Defender Tailyn Bradshaw noted that many associated with the SLCC soccer program were examples of strength during the pandemic and other challenges. “I have seen my teammates’ grit, determination and love for the game that has helped me strive to develop alongside them.”
The Lehi, Utah, native will soon be sharing the gospel as a missionary with new friends in the Argentina Rosario Mission.
“I want to teach them how much God and their Savior can help them to fulfill their divine purpose and destiny as they grow their relationship with Them. This is so much better than anything I could ever achieve in soccer or in my education.”
Katrina Gardner, a goalkeeper from Orem, Utah, said being part of a team has taught her to successfully manage life’s inevitable setbacks and mistakes.

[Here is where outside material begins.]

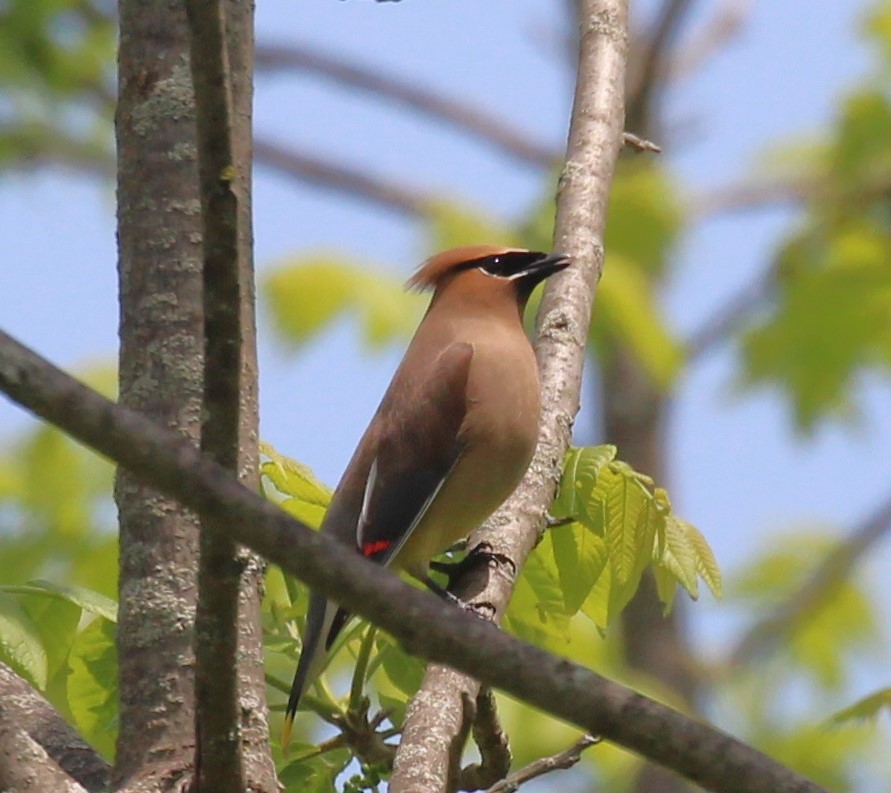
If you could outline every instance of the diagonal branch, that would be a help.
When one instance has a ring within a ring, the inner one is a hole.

She has also learned that success typically follows those putting forth effort.
“I know that these experiences will be beneficial while serving a mission. I don’t think I’m really stepping away from my education. To me, it just feels like I am getting it in a different way.”
Gardner will serve in the Florida Tampa Mission.
Cecilia Norman, a midfielder from Pleasant Grove, Utah, is grateful for the way her team has taught her to spread Christ’s light in simple ways.
“Leaving my education is a small price to pay for all the lives I have the opportunity to change. I can’t think of a better way to press pause on life than to serve a mission. I know the Church is true and I know that Jesus Christ lives and loves all of God’s children.”
Norman has been called to the Indiana Indianapolis Mission.
Abby Carpenter, a midfielder from Riverton, Utah, plans to begin a full-time mission next summer.
“My teammates have helped me substantially with staying motivated to want to go on a mission. It has helped me a lot to ask those leaving sooner than I am about their struggles and about their accomplishments, as well as with regards to spiritual growth.
“I look up to my teammates. They make me want to be a better person everyday.”